Scale Constraints Favor Small Specialists
Ani Banerjee, co-founder of Andromeda Group, on secondary diligence and companies staying private
This is really a scale problem, not just a skill problem. Small funds can buy odd lots, sit through volatility, and spend weeks piecing together sparse information on one company. Large funds usually cannot. Once a fund gets very big, each position has to absorb much more capital, fit tighter risk rules, and show smoother short term marks, which pushes it toward broad, liquid opportunities instead of niche late stage secondaries or other messy private deals.
-
In late stage private secondaries, access is often block by block and relationship driven.
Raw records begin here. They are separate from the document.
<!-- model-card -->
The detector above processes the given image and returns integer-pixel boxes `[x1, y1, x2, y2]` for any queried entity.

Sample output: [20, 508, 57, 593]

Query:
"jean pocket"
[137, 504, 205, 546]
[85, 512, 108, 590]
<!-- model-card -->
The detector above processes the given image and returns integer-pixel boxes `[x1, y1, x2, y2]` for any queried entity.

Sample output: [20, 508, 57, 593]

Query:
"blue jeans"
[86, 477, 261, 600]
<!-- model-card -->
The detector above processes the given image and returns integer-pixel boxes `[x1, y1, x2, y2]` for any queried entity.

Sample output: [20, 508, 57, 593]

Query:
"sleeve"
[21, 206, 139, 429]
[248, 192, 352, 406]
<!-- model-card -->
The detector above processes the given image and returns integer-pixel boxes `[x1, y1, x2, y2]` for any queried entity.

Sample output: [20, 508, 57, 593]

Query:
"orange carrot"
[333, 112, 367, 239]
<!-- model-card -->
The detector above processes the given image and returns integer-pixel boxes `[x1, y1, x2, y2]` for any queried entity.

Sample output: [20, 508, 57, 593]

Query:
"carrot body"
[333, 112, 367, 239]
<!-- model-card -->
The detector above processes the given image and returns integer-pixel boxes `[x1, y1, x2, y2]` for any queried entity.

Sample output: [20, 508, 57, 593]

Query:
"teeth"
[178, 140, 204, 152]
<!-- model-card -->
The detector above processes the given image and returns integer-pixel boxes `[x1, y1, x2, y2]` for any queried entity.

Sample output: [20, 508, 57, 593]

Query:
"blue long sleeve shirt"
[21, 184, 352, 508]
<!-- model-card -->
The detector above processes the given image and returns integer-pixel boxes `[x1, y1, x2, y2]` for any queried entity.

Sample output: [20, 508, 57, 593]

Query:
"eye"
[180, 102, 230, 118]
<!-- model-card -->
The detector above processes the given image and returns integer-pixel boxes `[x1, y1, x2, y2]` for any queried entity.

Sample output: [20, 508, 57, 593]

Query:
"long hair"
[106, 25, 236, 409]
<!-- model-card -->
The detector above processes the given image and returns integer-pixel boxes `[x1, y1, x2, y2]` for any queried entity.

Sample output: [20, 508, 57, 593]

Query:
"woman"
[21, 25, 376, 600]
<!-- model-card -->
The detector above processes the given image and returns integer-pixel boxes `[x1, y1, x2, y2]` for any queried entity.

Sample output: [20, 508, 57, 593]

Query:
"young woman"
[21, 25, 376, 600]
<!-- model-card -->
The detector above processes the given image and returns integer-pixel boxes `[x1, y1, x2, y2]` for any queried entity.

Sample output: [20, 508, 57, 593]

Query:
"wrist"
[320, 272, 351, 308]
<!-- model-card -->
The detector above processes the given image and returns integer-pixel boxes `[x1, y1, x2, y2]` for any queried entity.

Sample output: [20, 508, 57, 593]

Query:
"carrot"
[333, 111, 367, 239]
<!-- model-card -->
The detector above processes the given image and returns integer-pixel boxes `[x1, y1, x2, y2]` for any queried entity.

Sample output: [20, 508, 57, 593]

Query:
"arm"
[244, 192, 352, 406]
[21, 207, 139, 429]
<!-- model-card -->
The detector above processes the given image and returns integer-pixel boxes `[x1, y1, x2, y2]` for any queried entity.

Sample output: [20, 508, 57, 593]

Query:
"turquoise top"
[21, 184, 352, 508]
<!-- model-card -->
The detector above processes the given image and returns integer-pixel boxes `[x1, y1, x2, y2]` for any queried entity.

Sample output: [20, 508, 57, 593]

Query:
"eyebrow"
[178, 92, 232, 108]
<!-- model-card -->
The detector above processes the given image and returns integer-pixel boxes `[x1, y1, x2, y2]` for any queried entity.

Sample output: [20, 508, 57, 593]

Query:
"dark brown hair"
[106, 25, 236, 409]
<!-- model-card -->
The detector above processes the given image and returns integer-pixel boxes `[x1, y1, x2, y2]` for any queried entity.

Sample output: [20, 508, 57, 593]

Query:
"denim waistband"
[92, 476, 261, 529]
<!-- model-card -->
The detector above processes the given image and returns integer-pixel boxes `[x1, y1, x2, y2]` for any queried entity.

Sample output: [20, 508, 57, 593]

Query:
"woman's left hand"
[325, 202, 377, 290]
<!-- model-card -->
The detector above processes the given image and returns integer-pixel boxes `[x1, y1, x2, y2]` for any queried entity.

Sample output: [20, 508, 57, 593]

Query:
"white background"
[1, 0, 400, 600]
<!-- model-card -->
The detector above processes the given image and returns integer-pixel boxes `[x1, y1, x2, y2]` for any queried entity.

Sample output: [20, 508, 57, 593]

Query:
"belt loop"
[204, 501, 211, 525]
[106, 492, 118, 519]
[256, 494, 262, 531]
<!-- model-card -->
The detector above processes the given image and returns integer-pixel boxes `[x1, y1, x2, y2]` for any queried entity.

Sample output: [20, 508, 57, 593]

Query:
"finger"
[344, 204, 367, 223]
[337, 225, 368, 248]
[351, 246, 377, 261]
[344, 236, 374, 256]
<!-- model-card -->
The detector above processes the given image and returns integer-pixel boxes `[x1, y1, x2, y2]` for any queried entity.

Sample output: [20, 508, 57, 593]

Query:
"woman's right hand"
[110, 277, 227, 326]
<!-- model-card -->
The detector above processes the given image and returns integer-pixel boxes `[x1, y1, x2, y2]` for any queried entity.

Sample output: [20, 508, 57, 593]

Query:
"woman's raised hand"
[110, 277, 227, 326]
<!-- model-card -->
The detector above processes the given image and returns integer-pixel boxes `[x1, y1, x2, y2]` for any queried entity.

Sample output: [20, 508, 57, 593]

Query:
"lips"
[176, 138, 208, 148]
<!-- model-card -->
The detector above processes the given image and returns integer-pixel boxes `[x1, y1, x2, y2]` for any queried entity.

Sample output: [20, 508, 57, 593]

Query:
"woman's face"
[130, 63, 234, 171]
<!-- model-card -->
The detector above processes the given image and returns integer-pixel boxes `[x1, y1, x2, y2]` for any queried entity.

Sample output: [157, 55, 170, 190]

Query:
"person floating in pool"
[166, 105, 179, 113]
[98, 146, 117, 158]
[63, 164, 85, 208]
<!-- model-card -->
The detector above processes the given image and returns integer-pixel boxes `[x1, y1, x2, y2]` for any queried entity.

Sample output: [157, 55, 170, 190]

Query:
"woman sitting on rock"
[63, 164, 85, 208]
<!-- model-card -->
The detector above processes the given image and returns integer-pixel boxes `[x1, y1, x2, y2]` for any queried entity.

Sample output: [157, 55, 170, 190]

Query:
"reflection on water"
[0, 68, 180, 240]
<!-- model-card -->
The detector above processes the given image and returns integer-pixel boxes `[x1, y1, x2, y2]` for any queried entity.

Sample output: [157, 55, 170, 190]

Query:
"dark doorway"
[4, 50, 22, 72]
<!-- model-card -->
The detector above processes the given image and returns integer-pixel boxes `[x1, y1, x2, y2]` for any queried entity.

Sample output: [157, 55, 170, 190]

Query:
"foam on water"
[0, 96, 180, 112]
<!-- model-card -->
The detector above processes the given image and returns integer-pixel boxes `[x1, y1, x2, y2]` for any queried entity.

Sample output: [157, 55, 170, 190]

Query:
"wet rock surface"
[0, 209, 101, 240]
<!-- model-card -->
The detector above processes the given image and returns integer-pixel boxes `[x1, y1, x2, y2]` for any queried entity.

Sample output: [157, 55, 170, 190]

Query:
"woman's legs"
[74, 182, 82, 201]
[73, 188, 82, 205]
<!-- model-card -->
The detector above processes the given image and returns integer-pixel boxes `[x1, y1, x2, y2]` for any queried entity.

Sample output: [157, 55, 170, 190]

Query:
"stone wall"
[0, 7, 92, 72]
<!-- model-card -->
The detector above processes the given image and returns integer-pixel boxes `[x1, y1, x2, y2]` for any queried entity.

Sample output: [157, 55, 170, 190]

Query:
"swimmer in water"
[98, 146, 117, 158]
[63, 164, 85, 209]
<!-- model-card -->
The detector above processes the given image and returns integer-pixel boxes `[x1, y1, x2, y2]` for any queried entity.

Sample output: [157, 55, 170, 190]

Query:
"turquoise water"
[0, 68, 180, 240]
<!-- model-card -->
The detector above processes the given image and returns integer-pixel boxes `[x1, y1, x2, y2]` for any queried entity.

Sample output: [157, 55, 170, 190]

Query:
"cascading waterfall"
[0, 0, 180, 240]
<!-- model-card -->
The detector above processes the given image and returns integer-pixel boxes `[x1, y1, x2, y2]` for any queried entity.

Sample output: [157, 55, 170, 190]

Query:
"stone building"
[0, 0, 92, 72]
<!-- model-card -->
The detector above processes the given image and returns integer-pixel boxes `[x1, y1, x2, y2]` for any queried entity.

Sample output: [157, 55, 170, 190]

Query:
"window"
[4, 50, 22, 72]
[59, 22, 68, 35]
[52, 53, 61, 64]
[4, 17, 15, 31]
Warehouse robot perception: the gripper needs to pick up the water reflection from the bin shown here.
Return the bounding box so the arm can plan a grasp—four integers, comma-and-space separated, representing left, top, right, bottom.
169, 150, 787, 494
Buyers may need founder approval, a ROFR waiver, and enough conviction to underwrite with limited data. That favors smaller specialists that can move opportunistically on unusual situations.
-
Large pools of capital face a position sizing problem. If a fund needs to put tens or hundreds of millions to work, a quirky $5 million or $15 million secondary block is not worth the effort, even if the return is attractive. Smaller managers can make those trades matter.
-
The same dynamic shows up across private markets. As companies stay private longer and secondary liquidity grows, there is more room for investors focused on cap table cleanup, employee liquidity, or selective late stage common stock, while giant funds gravitate to standardized rounds and broad exposure.
As private markets keep deepening, more of the alpha will sit in these narrow pockets where speed, relationships, and comfort with imperfect information matter more than raw capital. That should keep creating room for small specialist funds, even as the largest managers capture the more standardized, high volume part of the market.